Read Of Dice and Men: The Story of Dungeons & Dragons and The People Who Online
Authors: David M. Ewalt
Even the Christian pamphleteer Jack Chick piled on: In his comic-book tract
Dark Dungeons,
a young girl is inducted into a witches’ coven after undergoing “
intense occult training through D&D.” She later learns real magic and casts a “mind bondage” spell on her father, forcing him to buy her $200 worth of D&D manuals.

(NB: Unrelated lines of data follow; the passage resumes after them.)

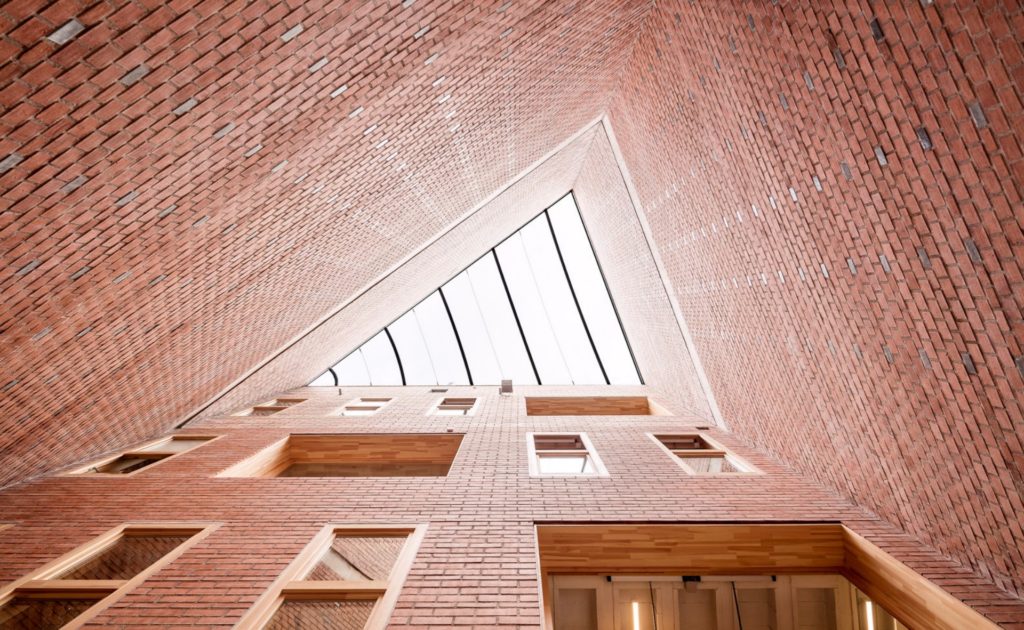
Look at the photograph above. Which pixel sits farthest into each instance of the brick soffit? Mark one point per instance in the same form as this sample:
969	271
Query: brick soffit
503	212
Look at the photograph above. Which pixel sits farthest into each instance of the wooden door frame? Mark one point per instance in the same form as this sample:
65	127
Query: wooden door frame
749	549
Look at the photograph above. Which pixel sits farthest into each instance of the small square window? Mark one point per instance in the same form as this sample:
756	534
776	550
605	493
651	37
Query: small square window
346	578
365	407
456	407
700	455
144	456
352	455
89	579
563	455
268	409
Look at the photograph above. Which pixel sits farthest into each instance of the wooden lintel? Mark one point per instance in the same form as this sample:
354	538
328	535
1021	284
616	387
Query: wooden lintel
81	589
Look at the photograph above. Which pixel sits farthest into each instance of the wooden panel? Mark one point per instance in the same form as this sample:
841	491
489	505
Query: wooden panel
691	549
914	600
55	588
375	448
754	549
587	406
267	463
370	589
353	455
383	469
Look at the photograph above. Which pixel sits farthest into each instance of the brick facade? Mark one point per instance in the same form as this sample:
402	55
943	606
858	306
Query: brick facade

D&D wasn’t the first game to get this treatment. Religious extremists have attempted to ban chess repeatedly over the ages, from the prophet Muhammad’s cousin Ali ibn Abu Talib, who ruled the Islamic caliphate in the seventh century, to the Afghan Taliban, who tried as recently as the twentieth century. But that must have provided little consolation to Gary Gygax, who received the brunt of the attacks. The former shoe repairman turned game designer was painted as some kind of satanic, child-corrupting madman and even received death threats. For a period in the early 1980s, Gygax had to employ a bodyguard.
Still, he tried not to take it personally. “
I think I understood their motivations,” he told an interviewer in 2004. “Some of them were very sincere—their ignorance was sincere. The poor woman who started BADD said in her first interview in the newspaper that she hadn’t known her son was playing D&D for two years. I mean, that’s a serious failure of parenting. Clearly she was transferring blame for her own failure to a game. It was sad.”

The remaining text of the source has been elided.